In yesterday’s FOMC Statement Preview report, we noted that we weren’t anticipating any earth-shattering revelations but that traders could still see some volatility depending on how the central bank characterized the Q1 slowdown and any comments about the future trajectory of interest rates. As we suspected, this month’s changes were more tweaks than anything, but at the margin the Fed was more hawkish than the market was expecting.
Key Headlines from Today’s FOMC Statement (emphasis mine):
- Winter slowdown partly reflects 'transitory factors'
- FOMC still sees inflation rising toward 2% in medium term
- No mention of the strength in the US dollar
- No comments about the likelihood of a June rate hike (hawkish)
- Risks to outlook seen as “nearly balanced”
- Job market could continue to improve “with appropriate policy accommodation.”
- The pace of job gains moderated
- Measures of labor market slack were little changed
As astute readers will note, there’s not too much in the way of novel headlines to mull over in today’s statement. In fact, today’s Fed Statement is more notable for what the central bank didn’t say than for what it did: based on the statement, there were no signs of panic over the Q1 slowdown, nor was there any mention of the negative impact of the recent strength in the dollar.

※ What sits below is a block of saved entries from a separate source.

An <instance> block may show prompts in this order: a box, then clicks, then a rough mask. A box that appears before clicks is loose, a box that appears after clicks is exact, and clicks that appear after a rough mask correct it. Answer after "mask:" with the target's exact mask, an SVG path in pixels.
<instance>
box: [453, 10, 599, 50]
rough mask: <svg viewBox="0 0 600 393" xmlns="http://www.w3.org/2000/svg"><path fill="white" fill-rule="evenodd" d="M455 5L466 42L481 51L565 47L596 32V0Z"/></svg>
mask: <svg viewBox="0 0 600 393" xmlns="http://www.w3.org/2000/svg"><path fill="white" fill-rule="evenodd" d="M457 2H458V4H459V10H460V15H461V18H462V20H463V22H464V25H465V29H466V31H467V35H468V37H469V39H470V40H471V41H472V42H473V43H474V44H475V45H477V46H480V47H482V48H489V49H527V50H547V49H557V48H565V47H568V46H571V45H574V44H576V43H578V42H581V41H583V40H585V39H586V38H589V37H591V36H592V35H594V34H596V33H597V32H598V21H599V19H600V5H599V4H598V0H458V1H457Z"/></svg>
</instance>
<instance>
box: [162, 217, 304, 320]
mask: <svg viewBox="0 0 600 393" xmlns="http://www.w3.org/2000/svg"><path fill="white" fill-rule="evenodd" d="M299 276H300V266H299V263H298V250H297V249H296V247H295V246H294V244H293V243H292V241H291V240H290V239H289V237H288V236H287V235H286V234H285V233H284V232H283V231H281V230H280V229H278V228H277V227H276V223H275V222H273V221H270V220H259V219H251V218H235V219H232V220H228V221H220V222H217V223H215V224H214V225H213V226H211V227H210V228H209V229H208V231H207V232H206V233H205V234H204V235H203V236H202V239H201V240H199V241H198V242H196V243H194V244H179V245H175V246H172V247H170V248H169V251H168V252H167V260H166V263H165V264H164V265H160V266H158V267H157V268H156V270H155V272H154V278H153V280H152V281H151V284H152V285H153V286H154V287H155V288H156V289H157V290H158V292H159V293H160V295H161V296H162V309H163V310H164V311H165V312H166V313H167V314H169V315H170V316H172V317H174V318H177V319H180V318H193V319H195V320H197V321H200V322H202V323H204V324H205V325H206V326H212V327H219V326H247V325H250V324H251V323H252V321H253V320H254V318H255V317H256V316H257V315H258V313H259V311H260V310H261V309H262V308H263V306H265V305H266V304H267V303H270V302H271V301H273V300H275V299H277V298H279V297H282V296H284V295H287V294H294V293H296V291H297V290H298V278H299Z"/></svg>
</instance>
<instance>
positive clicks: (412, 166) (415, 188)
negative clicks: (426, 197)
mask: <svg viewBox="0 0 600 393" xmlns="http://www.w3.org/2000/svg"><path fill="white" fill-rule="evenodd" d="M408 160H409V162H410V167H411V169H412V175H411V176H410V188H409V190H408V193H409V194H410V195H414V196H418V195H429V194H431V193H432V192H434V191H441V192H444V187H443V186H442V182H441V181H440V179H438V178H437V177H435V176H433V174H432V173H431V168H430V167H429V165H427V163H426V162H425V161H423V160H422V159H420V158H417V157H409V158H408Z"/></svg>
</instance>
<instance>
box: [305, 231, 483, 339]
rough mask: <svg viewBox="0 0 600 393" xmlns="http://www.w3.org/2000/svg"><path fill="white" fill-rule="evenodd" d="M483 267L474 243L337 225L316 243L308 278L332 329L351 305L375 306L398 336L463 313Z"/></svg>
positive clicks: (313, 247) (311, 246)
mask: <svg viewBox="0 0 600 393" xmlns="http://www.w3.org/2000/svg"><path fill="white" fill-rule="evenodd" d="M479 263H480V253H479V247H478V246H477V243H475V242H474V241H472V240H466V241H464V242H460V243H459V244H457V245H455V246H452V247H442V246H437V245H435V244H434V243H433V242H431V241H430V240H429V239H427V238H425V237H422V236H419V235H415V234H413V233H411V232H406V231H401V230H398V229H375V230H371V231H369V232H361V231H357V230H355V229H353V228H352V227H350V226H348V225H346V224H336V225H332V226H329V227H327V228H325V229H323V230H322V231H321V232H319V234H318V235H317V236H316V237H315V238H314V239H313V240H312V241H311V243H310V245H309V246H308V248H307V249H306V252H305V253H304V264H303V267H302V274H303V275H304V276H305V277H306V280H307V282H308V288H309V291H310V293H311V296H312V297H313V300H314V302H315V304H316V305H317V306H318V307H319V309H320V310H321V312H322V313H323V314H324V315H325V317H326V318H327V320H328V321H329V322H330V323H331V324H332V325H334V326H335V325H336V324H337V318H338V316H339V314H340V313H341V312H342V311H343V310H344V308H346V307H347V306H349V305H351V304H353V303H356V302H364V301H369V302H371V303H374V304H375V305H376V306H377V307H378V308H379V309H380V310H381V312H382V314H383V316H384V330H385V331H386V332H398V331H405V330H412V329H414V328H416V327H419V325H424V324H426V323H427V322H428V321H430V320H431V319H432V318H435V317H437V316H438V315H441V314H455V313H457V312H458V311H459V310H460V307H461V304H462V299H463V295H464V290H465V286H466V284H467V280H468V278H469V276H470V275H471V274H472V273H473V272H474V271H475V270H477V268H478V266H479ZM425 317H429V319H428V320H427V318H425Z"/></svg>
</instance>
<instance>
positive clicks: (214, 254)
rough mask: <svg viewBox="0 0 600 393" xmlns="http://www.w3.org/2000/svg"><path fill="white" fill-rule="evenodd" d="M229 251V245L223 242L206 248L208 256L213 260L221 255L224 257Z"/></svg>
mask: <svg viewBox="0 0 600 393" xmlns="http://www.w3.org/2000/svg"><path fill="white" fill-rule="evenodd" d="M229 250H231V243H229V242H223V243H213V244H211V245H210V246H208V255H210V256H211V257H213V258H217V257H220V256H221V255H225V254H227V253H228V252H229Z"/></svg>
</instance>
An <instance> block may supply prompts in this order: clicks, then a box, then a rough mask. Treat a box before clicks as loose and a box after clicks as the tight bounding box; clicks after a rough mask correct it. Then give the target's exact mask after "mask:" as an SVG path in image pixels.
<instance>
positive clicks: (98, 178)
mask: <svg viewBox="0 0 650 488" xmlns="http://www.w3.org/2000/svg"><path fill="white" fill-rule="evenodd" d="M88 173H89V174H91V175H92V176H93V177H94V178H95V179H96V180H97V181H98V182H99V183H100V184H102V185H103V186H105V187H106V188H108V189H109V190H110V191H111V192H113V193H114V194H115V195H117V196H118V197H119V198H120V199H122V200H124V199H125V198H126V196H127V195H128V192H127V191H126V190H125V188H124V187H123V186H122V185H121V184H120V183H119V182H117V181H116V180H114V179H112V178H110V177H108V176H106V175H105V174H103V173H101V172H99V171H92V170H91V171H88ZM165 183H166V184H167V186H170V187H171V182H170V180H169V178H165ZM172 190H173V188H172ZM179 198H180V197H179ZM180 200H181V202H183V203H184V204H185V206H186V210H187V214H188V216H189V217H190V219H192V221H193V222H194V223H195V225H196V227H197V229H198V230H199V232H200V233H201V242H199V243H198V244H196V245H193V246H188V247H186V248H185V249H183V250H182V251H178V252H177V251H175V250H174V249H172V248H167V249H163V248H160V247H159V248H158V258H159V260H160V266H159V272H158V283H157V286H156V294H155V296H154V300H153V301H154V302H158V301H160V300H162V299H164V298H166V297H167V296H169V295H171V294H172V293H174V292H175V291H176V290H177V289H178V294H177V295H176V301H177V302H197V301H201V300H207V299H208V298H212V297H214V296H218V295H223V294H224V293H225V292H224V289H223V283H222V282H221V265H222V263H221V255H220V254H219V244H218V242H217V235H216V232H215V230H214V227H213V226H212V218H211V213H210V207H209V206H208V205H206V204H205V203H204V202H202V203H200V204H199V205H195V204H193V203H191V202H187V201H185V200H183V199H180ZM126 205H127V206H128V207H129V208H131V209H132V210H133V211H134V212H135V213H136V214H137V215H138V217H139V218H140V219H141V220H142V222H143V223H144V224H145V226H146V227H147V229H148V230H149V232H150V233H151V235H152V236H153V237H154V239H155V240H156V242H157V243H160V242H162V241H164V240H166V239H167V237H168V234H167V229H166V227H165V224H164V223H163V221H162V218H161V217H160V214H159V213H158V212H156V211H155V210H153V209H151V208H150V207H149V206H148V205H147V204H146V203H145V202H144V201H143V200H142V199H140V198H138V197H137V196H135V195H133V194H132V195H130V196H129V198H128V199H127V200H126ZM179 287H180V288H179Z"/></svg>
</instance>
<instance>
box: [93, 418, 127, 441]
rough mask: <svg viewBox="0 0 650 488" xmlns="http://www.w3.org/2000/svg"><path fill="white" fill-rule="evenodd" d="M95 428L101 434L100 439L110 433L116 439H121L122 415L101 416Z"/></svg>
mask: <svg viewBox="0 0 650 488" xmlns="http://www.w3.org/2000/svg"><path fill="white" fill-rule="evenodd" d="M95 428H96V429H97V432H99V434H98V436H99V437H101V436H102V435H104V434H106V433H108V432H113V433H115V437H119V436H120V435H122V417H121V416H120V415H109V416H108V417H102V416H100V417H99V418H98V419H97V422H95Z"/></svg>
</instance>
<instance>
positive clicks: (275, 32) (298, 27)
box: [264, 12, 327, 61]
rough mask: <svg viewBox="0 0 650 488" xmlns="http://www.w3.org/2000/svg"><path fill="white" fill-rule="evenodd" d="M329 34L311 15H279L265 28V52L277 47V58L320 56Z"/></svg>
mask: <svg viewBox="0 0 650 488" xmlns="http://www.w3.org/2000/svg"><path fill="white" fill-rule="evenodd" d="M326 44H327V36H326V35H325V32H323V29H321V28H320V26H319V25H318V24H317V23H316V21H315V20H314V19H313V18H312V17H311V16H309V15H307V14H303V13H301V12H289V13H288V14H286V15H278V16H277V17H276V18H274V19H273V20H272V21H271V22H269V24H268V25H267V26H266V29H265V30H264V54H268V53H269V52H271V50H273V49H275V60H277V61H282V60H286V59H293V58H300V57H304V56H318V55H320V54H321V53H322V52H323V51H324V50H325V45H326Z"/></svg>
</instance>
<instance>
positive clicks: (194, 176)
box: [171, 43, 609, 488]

Therefore, it appears that the central bank still intends to raise interest rates in the coming months, though we remain of the view that a June rate hike is a long shot.
As ever, the market reaction can be more revealing than the opaque comments of the central bank itself because it reveals what traders were expecting. In this case, it looks like this morning’s surge in the US dollar may have gotten a bit ahead of itself, with EURUSD down nearly 100 pips from its pre-FOMC levels to trade back near the 1.1100 level, though the bias on the pair is still higher as long as it holds above previous-resistance-turned-support in the 1.1000-1.1050 zone. Meanwhile, US stocks moderated their losses, with the S&P 500 now off just 5 points to 2110 after dipping below 2100 earlier. US 10-year bond yields are essentially unchanged at 2.05%.